There is a toxic meme going around
that traffic congestion occurs because you are building too many roads. The idea is that when you build more roads,
this encourages people to use them, and traffic congestion paradoxically gets
worse. This is a deception designed to
distract you from the obvious effects of too-rapid population growth.
It is true that sometimes building
more capacity encourages more use. When
the capacity of computer storage increased, people filled it up with ever more
data. When someone builds a garage, it
is often the case that before too long it is packed with even more stuff. But not always. As usual, you have to THINK about the
situation and examine the real numbers.
In California they have been building
schools like mad, but school overcrowding is getting worse. Do we conclude that building schools causes
classroom overcrowding? Do we resolve
the problem by not building schools?
What rubbish. The problem
obviously is that California has not been building schools fast enough.
In the last few decades India has had
major increases in food production, yet half the population is chronically
malnourished and most of the rest is not much better off. So does growing more food cause malnutrition? Is the solution to hunger in India to stop
growing more food? That is, of course,
insane. The problem is that increases in
food production have not outpaced the demands of a growing population.
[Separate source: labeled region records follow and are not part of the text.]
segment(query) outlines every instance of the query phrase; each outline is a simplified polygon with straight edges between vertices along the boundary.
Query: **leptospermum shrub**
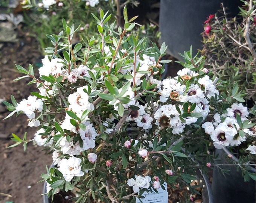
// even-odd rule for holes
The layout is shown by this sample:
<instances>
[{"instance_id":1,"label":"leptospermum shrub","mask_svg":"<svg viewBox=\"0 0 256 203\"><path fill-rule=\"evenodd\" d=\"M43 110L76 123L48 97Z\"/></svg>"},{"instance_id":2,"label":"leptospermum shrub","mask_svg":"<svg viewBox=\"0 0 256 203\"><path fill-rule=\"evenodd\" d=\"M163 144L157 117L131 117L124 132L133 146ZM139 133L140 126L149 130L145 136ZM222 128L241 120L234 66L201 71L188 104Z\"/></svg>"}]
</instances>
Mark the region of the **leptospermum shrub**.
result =
<instances>
[{"instance_id":1,"label":"leptospermum shrub","mask_svg":"<svg viewBox=\"0 0 256 203\"><path fill-rule=\"evenodd\" d=\"M38 91L18 103L13 96L12 104L5 102L12 111L8 117L25 114L29 126L39 129L32 140L14 135L11 147L34 140L53 151L55 167L41 175L49 197L72 190L77 203L135 202L164 182L195 192L190 183L196 173L213 165L213 144L220 148L254 139L238 86L229 95L219 92L220 82L192 49L183 55L186 68L162 81L170 62L162 59L164 43L148 47L134 36L135 18L128 20L125 9L123 28L114 30L102 10L95 18L99 34L85 48L72 48L74 26L63 20L63 35L50 35L56 45L48 49L38 79L32 65L17 65L25 75L16 80L31 77Z\"/></svg>"}]
</instances>

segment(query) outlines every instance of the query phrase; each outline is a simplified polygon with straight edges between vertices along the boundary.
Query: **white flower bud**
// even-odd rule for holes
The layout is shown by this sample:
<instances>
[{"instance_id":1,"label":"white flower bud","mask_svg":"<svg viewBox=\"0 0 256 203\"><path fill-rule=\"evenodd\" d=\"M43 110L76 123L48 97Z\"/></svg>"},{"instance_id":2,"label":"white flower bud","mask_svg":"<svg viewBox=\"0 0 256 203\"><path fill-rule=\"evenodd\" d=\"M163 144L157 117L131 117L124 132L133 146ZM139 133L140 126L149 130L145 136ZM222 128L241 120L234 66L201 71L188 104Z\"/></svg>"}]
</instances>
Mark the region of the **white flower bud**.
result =
<instances>
[{"instance_id":1,"label":"white flower bud","mask_svg":"<svg viewBox=\"0 0 256 203\"><path fill-rule=\"evenodd\" d=\"M94 164L97 161L97 155L94 153L90 153L87 156L89 161L92 164Z\"/></svg>"}]
</instances>

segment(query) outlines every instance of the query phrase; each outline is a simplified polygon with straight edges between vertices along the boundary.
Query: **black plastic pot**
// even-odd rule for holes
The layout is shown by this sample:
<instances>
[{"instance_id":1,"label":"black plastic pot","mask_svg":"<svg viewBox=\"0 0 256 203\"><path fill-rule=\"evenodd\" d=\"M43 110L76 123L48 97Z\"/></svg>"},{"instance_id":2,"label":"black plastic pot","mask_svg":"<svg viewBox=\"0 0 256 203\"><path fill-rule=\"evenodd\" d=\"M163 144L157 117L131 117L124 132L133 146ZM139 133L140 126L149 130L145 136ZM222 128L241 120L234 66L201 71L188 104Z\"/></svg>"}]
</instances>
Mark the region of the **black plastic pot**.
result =
<instances>
[{"instance_id":1,"label":"black plastic pot","mask_svg":"<svg viewBox=\"0 0 256 203\"><path fill-rule=\"evenodd\" d=\"M221 161L217 164L228 163L227 149L217 150ZM234 156L233 156L234 157ZM234 165L218 166L222 169L229 171L224 176L219 169L214 167L212 189L214 203L255 203L255 181L251 180L245 182L240 170L237 170ZM255 169L251 168L251 172L255 173Z\"/></svg>"},{"instance_id":2,"label":"black plastic pot","mask_svg":"<svg viewBox=\"0 0 256 203\"><path fill-rule=\"evenodd\" d=\"M53 164L53 163L52 164L52 165L49 168L53 168L55 167L55 165ZM47 193L46 192L46 186L47 185L47 184L46 183L46 181L44 182L44 188L43 190L43 194L45 194ZM47 194L43 195L43 203L51 203L51 200L48 198L48 196L47 196Z\"/></svg>"},{"instance_id":3,"label":"black plastic pot","mask_svg":"<svg viewBox=\"0 0 256 203\"><path fill-rule=\"evenodd\" d=\"M168 45L167 53L183 61L178 53L189 50L190 45L194 53L201 50L204 22L221 9L221 2L229 9L230 17L239 12L238 7L242 3L239 0L161 0L160 41Z\"/></svg>"}]
</instances>

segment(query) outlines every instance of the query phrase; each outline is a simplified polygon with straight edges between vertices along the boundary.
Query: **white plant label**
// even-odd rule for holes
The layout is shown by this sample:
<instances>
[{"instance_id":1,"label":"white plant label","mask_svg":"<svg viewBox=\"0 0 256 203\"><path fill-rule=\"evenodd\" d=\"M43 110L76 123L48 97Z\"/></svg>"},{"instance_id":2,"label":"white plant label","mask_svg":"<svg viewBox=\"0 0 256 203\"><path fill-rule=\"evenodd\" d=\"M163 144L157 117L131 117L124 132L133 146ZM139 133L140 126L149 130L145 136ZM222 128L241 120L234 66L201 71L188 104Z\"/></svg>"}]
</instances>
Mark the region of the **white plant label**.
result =
<instances>
[{"instance_id":1,"label":"white plant label","mask_svg":"<svg viewBox=\"0 0 256 203\"><path fill-rule=\"evenodd\" d=\"M145 198L140 199L142 203L168 203L168 192L167 192L167 184L165 182L163 184L165 189L163 189L161 187L157 189L158 194L154 192L152 192L145 191L142 194ZM136 202L140 203L138 198L136 198Z\"/></svg>"}]
</instances>

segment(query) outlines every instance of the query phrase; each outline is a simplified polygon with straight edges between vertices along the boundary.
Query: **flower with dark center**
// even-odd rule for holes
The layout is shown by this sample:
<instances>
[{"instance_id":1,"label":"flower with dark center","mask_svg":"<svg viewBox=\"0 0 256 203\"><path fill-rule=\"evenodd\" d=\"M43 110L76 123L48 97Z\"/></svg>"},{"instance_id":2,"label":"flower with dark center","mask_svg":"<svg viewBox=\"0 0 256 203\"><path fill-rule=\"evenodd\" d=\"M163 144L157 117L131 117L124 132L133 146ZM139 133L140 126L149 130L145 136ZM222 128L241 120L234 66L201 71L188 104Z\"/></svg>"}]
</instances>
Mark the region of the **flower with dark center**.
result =
<instances>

Either the rate of increase of food
production needs to accelerate, or the rate of population growth has to
slow. THAT is the correct answer.
According to the United States federal
highway administration highway statistics series, between 1980 and 2012 the
total number of highway lane-miles increased from about 7.9 million to 8.6
million, roughly a 9% increase. Yet
during this time the population was increased from 226 million to about 315
million, a 39% increase.
So it is simply false to claim that
the problem is that building more roads causes more people to drive. It is instead a fact that the United States
is just not building enough roads to keep up with forced population
growth.
Now given that much of the highway
system is already in place and more and more of the country is built up, you
may not be able to build enough new roads even if you wanted to – because you
would need to tear up so much existing structure to build them. Also, as the nation’s population is increased
past a half billion to a billion and beyond, the United States will likely be
too poor for most people to be able to afford to drive.
But this is not because cars are evil,
or building roads causes traffic. It’s
just that a system designed for 170 million people won’t work for a
billion. Yes, Americans are probably
going to have to give up their freedom to travel, and be packed in crowded
buses and subways, but that is entirely due to population growth. With a more moderate population density cars
and highways work just fine.
But the rich want cheap labor, they
want to turn the United States into another Mexico or Bangladesh, and they will
stop at nothing to achieve this goal. Thus
even the most basic observations of the effects of rapid population growth are
censored from public thought, and we are led to the absurd idea that if we
increase the number of people on the roads, and don’t build any more roads, and
traffic congestion increases, it’s because cars are evil and building roads
makes traffic worse.
Is ANYONE paying attention out
there? Can blatant absurdities be
published and everyone just accepts it without thought? Is public ‘debate’ today only the passive
acceptance of empty slogans presented without any grounding in fact?